The Sergeant's Unexpected Family(10)

By: Carrie Nichols


Mary tucked a dark curl behind her ear. “But I—”

“The doc doesn’t want you to stay alone in a motel room,” Jan interrupted as she turned away from the computer. “Don’t worry, Brody might try to act like that big green ogre all alone on that farm of his, but he’s an ole softy who lets store clerks substitute toothpicks for cigarettes.”

“How did...? Tavie.” Cripes, he was never going to live that down. “Is it any wonder I stay on the farm?”

“Pfftt, you’d die of boredom without all of us minding your business and you know it.” Jan patted his shoulder. “Don’t forget she needs wake-up checks to make sure she’s all right and remembering well.”

“Elliott tends to take care of the periodic wake-ups,” Mary said.

“But he can’t ask you questions.” Jan whipped the curtain back with a jangling of metal hooks as they rattled against the rod. “Let me fetch the paperwork and you can spring Mary from this place.”

After Jan left, Mary cleared her throat as if to renew her protests, and he lifted his hand. “I don’t know what happened between you and Roger, but if this little guy is my nephew, then I’d like a chance to get to know him, so staying at the farm makes sense.”

And that was the truth. He was an adult and could deal with any physical attraction he might feel toward Mary. She was too good for his brother, but—

“If?” Mary choked out, her eyes flashing with anger.

“Huh?” Why had she turned on him?

“You said if like you’re questioning my word. I can assure you that—”

“Hold on.” He raised his hands in a gesture of appeasement. “It was a figure of speech...not an indictment of your character.”

Oh, man, what had Roger done to put such suspicion in her eyes, and why was good ole Brody always the one stuck smoothing hurt feelings caused by his family? Mary didn’t look convinced, and he laid a hand over his chest. “I swear...just a poor choice of words.”

She studied him, her dark eyes piercing him before she nodded. “I believe you. My plan was to go forward at a slow pace but the accident changed all that.”

“Forward with what?” Brody shuffled his feet. What did she have planned?

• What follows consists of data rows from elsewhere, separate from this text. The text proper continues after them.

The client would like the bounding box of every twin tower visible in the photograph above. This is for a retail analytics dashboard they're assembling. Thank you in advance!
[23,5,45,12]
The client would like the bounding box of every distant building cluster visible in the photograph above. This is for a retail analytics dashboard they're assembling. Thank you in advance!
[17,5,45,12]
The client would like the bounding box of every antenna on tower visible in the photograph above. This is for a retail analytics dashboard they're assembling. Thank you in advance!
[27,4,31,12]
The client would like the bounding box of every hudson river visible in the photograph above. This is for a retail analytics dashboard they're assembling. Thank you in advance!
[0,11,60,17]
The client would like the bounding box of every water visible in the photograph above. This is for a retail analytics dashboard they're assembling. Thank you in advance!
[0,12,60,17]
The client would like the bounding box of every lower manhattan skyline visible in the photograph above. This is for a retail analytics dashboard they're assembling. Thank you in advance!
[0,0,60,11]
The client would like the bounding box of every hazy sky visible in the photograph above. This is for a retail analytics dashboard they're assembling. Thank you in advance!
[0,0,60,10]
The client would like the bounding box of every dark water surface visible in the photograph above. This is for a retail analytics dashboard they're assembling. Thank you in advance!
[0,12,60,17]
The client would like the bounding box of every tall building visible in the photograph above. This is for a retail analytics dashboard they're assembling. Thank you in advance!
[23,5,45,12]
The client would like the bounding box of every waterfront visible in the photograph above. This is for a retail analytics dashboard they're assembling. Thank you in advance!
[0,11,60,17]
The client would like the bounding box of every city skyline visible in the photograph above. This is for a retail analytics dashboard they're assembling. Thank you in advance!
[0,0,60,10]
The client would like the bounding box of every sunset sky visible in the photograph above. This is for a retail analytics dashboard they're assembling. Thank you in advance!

“I brought Elliott to Loon Lake so he could meet his uncle, and I thought maybe after that you two could get acquainted.”

Okay that made sense and she wasn’t flat out refusing to come to the farm. A feeling resembling relief swept over him. But that was crazy, considering he didn’t want to be involved in any mess with Roger. “Thanks. I would like to get to know him.”

She coaxed Elliott to turn his head by cupping her fingers around his chin. “Can you say hello to Uncle Brody?”

Brody squatted so he was eye level with the baby, who turned to study him with big dark eyes. “Hey there, big guy, want to come to my house? Do you like animals?”

Mary brushed a kiss across Elliott’s temple. “He was fascinated by the cows we saw on the way here. He squealed every time we passed some.”

“Is that right? You like cows?” Gazing into the baby’s large, expressive eyes, some of the invisible barrier Brody had established around himself shifted.

Elliott laid his head on Mary’s shoulder and stuck his thumb in his mouth, his gaze intent. Hey there, little man, you’ve got your mama’s pretty eyes. Brody rose and stepped back as if he could return to that protective circle. “Have you called Roger to let him know you two are okay?”

Mary’s smile faded, her expression closed up and she gave a slight shake of her head. “That won’t be necessary. Roger isn’t a part of our lives.”

“I see.” And the sad truth was he did. Born from an illicit affair, Roger had a giant chip on his shoulder, and Brody couldn’t totally fault him. No, blame lay squarely on their father for getting the maid pregnant. But Roger had learned early to play the victim card, and Brody, like many others, fell for it until...until he didn’t.

Of course, Roger might be done with Mary, but that didn’t mean Mary was done with him. So Brody had no business noticing or admiring her radiant eyes and shiny curls. Besides, he didn’t need or want a woman—any woman—in his life right now. Even one as appealing as Mary.